If you can't bring yourself to break up with him for your own sake, then do it for his sake. If he persists in getting positive reinforcement (emotional engagement, sex) for such messed up behavior it will only make it harder for him to wake up to the fact that it's not ok to treat people like this.
 
Cookie. 24/7 when we are together, he is constantly sending me the message that I am not what he prefers, seeks and would want. I'm too fat, I have bad posture, not tight enough, not attractive enough, I have too short a hair, he disapproves of the way I use money, he disapproves of my choice with partners, education, work and dress. He is literally constantly listing verbally the kind of ideals he has for a woman, naming women he prefers but can't get because he is too afraid to approach them or they wouldn't want him anyway, and stating that the only reason he is with me is that no other woman will ever want him. If I didn't have such a firm trust in myself as a worthwhile person and a good catch, I would have ditched him by now, like Vanilla did. I'm really tired but want to continue trying. Am I silly for thinking that one day, if I just try hard enough, he will wake up and decide that he wants me after all? Definitely. It doesn't make it any less hard to just give up on him.

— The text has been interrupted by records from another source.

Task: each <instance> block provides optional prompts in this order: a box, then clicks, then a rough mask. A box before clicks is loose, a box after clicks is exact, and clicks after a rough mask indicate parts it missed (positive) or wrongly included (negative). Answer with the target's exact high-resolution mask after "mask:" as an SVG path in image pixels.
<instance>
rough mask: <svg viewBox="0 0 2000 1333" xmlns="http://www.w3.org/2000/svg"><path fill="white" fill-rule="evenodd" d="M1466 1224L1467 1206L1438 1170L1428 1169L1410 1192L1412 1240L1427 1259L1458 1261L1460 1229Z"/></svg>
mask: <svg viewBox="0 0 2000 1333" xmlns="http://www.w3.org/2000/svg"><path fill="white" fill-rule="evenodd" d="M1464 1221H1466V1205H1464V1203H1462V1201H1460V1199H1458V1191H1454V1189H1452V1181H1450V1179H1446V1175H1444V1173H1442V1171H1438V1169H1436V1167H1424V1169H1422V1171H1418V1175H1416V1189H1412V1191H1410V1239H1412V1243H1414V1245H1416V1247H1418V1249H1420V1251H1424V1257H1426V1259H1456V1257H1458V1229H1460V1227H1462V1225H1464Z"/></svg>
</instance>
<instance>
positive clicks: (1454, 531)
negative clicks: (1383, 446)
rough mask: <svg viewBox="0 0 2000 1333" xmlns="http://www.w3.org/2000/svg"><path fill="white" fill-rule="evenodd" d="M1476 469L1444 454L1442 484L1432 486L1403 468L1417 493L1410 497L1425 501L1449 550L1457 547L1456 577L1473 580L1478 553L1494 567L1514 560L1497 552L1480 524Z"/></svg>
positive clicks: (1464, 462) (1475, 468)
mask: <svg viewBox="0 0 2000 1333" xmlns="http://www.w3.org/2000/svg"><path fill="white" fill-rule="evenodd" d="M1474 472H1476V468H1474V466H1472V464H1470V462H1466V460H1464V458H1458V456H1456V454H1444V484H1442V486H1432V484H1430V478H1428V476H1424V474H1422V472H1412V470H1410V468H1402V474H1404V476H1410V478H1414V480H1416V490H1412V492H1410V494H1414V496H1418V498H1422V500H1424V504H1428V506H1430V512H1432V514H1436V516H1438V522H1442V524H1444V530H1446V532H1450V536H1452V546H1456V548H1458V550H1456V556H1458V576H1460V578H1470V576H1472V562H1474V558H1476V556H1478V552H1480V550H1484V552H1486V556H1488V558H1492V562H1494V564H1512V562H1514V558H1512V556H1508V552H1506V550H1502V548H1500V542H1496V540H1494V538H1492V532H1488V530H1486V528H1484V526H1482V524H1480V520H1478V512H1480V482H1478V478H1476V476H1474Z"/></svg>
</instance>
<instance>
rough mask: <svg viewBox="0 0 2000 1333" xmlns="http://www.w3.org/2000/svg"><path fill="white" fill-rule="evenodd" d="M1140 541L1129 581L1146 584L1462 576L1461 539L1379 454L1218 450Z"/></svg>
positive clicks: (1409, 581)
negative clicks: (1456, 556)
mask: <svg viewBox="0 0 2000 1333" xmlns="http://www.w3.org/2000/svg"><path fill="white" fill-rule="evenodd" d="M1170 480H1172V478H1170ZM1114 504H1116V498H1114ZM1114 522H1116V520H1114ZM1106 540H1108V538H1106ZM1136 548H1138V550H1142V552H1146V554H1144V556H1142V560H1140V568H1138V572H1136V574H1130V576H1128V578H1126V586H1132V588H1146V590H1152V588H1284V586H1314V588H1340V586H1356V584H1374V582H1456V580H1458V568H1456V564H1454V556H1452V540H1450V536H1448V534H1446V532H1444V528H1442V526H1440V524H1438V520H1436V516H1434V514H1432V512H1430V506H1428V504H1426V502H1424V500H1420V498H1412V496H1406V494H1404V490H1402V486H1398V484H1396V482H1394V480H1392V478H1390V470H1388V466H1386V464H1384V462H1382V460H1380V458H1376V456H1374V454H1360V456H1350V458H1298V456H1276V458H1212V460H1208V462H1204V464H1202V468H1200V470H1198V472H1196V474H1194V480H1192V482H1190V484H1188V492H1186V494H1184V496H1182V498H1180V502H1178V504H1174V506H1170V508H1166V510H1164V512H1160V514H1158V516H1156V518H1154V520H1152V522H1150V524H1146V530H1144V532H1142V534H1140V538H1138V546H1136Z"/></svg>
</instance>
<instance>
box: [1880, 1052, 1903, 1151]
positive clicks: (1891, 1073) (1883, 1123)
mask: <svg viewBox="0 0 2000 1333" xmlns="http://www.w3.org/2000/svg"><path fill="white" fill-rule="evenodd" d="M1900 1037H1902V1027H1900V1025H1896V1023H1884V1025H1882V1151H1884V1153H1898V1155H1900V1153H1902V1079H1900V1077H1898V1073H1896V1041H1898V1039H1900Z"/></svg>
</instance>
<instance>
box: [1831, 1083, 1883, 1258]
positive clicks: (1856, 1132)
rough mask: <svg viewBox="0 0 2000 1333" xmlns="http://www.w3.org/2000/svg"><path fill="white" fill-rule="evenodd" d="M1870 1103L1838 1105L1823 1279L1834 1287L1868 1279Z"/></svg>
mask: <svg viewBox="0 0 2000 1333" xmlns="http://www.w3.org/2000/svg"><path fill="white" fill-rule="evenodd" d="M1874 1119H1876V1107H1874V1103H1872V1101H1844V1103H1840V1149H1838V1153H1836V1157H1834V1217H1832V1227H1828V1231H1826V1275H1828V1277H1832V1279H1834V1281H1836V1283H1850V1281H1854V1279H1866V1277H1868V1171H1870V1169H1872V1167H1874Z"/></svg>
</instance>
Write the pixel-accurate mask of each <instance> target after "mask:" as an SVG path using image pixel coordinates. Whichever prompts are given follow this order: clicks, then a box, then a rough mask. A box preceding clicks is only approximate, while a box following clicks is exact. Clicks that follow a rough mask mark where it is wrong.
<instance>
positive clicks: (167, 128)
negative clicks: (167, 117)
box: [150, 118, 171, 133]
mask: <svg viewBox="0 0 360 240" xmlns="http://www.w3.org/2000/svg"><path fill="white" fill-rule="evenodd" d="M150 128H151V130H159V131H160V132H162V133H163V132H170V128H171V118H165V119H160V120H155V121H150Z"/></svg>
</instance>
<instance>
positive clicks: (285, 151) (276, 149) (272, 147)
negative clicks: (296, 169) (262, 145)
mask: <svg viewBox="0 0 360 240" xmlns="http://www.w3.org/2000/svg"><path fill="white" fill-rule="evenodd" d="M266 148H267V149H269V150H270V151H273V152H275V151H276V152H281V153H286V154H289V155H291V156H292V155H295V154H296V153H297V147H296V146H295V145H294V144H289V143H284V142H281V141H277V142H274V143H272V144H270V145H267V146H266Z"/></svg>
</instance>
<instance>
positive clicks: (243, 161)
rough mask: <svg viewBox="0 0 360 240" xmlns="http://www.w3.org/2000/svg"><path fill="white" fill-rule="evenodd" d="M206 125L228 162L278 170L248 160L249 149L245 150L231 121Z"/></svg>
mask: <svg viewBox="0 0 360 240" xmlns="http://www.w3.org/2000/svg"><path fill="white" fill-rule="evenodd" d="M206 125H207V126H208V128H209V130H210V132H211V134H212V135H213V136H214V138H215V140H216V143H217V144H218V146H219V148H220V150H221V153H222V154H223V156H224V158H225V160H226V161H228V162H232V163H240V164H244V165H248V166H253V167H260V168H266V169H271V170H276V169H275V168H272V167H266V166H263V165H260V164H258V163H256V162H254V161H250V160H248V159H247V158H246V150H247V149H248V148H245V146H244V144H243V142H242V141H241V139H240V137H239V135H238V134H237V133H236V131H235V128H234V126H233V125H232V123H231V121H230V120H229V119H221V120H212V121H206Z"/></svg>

BU, I feel sad when I read this. I lived with a man who did this. About 20 years ago (whoa! I hadn't realized it was so long). Sometimes, I still twitch. It is a wonderful thing that you are secure in yourself. I caution you, because I was secure in myself too, when I met him. I also thought (I cannot convey in words) that if I just tried hard enough...

I'm curious as to why you think Vanilla ditched him because she has less trust in herself as a worthwhile person? Am I understanding that correctly? Because knowing what I know now, I wouldn't even begin to take up with anyone who did that, and/or at the first sign, they'd be out.


All that aside, I entirely agree with rory, that you have
"An excellent reason why you should concentrate on what you want and what is good for you."
 
Why would you put up with this BU?

I've been thinking a lot today and tonight about how my history of abusive relationships might have sort of prepped me for that. I know how to deal with abuse, I know how to love people who constantly hurt me.

If he persists in getting positive reinforcement (emotional engagement, sex) for such messed up behavior it will only make it harder for him to wake up to the fact that it's not ok to treat people like this.

Yup, I've been thinking I need to try to solve this situation like I solved it the last time: downsize, distance and deinvest. Atm the positives of this relationship are not outweighing the negatives.

I'm curious as to why you think Vanilla ditched him because she has less trust in herself as a worthwhile person? Am I understanding that correctly? Because knowing what I know now, I wouldn't even begin to take up with anyone who did that, and/or at the first sign, they'd be out.

Yeah, I guess she's the assertive one after all - despite having low self-esteem at times, she can at least recognize BS when she hears it. She thinks her self-esteem is good enough for her to realize that she doesn't have to listen to BS and unfair criticism, so maybe it's really me who has the low self-esteem issue here :(.

I think I need to work on drawing personal limits for what is acceptable behaviour towards me and what is not, and stop reinforcing the negative behaviours :eek:.
 
I think I need to work on drawing personal limits for what is acceptable behaviour towards me and what is not, and stop reinforcing the negative behaviours :eek:.

Hurray! I think so too. :D I think that would be really a nurturing thing to do for yourself.